As she constructs national identity in her artwork, Kahlo manipulates pre-Columbian mythology to establish an identity that, through spirituality, connects nature with her homeland and this is most obviously seen in her 1949 painting titled El abrazo de amor entre el universo, la tierra (México), yo, Diego y el señor Xólotl. Immediately, through the title Kahlo asserts the relationship between herself, whose bodily image also resembles a symbolic Mexican identity, the powers of nature and the very land of Mexico itself. When viewing the painting this becomes even clearer as the figures depicted fit together in one natural embrace which leads to a harmonic and synergetic relationship. This harmony is emphasised through the many parallels and dualisms which are layered through the painting. One that is noticeable is the replication of the wound that sprawls across both the neck of Kahlo and the earth goddess. Kahlo references bodily scars in other paintings such as Recuerdo de la herida abierta, where Kahlo pulls back her dress revealing an injured leg. Here the non-healing wound symbolises those of Mexico’s brutal past (Gannit 2002). Kahlo also uses wounds, specifically those located across the neck as a reference to the severed neck of Aztec goddess Coatlicue. Kahlo frequently uses Coatlicue as a motif in her work and she forms an important symbol in Kahlo’s mexicanidad (Helland 1990: 8). Coatlicue, mother of the Gods who gave birth to the moon and stars (Franco 2004) is a complex character open to various modern day interpretations. However, by referencing Coatlicue in El abrazo de amor entre el universo, la tierra (México), yo, Diego y el señor Xólotl, Kahlo is emphasising the relationship between Aztec mythology and the Mexican land, through which she constructs her national identity.

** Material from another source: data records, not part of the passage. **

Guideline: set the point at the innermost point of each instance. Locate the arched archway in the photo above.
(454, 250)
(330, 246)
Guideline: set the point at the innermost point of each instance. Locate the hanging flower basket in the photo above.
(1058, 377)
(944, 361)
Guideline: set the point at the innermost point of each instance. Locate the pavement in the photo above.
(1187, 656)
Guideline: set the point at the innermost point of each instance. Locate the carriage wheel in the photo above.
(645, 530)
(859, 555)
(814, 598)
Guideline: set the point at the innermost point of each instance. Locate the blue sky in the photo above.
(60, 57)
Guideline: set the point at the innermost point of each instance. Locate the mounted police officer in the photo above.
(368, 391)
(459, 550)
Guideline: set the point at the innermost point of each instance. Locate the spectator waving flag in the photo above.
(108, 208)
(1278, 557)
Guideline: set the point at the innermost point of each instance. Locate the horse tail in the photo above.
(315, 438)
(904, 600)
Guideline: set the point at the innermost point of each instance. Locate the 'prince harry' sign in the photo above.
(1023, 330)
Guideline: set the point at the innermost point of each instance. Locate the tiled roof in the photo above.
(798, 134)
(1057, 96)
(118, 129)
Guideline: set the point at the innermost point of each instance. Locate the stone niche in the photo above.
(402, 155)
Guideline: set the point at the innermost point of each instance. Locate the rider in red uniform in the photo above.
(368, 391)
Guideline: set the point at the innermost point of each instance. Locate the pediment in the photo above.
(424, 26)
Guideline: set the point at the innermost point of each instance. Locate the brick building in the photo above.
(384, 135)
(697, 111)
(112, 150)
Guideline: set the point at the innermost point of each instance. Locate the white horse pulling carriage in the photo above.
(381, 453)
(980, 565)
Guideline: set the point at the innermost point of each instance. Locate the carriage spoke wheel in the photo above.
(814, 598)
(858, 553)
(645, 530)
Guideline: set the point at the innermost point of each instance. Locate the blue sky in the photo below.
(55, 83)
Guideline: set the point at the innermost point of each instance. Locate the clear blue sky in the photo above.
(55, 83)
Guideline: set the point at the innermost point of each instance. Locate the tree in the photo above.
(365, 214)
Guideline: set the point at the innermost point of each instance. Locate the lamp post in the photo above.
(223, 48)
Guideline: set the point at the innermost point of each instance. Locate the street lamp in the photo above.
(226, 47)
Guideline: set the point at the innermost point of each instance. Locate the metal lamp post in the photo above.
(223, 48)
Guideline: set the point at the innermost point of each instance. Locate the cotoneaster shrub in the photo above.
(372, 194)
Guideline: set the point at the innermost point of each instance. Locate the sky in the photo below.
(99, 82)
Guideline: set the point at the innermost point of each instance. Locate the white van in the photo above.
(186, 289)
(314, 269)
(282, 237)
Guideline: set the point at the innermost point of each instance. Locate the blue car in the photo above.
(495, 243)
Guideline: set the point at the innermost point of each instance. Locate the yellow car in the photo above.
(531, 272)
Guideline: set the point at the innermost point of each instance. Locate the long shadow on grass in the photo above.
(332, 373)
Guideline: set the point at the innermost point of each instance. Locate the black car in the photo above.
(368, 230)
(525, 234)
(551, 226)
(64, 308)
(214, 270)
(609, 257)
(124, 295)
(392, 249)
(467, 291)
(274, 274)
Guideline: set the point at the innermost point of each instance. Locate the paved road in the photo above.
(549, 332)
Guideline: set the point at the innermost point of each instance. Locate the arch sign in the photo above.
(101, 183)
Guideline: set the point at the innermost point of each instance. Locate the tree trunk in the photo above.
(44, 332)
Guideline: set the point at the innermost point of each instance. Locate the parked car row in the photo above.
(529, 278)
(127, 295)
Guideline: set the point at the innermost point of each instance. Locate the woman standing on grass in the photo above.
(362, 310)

Continuing to use the body alongside bloody imagery as a physical space which mimics the suffering of the land, Kahlo makes further references to pre-Columbian spiritual practice through the bleeding chest. For the Aztecs, the heart was the centre of consciousness and in art this was represented through blood on the breast (Helland 1992). This lesion therefore represents a spiritual wound caused by Kahlo’s lack of spiritual guidance. On the chest of the earth goddess the bloody cut runs into her breast which then leaks a drop of milk whilst a tree also sprouts from the wound; a sign of regeneration and an allusion to the duality of life and death that governs much of Aztec spirituality. The tree and the milk drop on the body of the earth goddess symbolise a continual cycle of renewal and rebirth, referencing the connection between nature and the rebirth of the Mexican national identity and its source of life as the wounds of the past.

In closing, Frida Kahlo constructs a unique national identity through her artwork by engaging with religious and cultural iconography and imagery, bringing together a mestizaje and spirituality that defines her and communicates with the Mexican population. Kahlo defines national identity to represent the modern and mestizo Mexican and in doing so redefines female gender roles, challenges the post-revolutionary government’s ideal and asserts her pride in her heritage and homeland. Through simultaneously drawing on Christian and pre-Columbian sources, Kahlo refocuses their significance as she removes them from their traditional religious context and employs them in her unique modern one. Through examining how Kahlo carries out this process in just three of her paintings it is possible to begin to understand the broader situation of Mexico at the time whereby many artists were using their art as a medium for defining a mexicanidad. Analysing Kahlo’s work through this one lens displays how she establishes a national identity that not only represents her but also the wider population. Ultimately, this reveals the ignorance in the readings of Kahlo’s art that simply interpret her paintings as biographical diary entries and overlook the significance of the often subtle adaptations of and allusions to religious and cultural symbols in her work.